Comment vivre son homosexualité en tant que jeune marocain ? La question est centrale dans l'oeuvre à la fois intime et intensément politique d'Abdellah Taïa. Ahmed, le héros de Celui qui est digne d'être aimé, n'envisage qu'une issue : l'exil vers la France, perçue comme une terre de liberté par opposition à son pays natal où aucun droit n'est garanti pour les LGBT.
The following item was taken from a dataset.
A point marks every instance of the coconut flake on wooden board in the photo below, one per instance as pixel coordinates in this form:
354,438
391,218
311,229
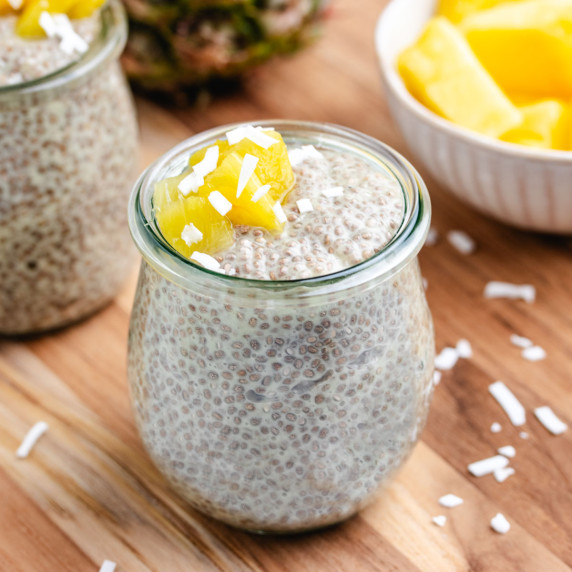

Au fil d'un roman épistolaire ramassé, économe et précis, la vie d'Ahmed se dévoile à rebours, depuis son âge mûr qui le voit regretter son incapacité à s'attacher aux hommes qui traversent sa vie jusqu'aux rudes années d'enfance. Entre le Maroc et la France, c'est l'histoire d'une violence sans cesse renouvelée, qu'évoque Abdellah Taïa : la violence physique subie au village natal puis la violence symbolique qui s'exerce en France sur celui qui est considéré par les hommes comme un objet sexuel exotique à manipuler et dominer. Enfermé dans les rôles que d'autres lui assignent, Ahmed est un personnage aux abois, infiniment émouvant, qui questionne aussi bien l'homophobie que le racisme de nos sociétés dites progressistes.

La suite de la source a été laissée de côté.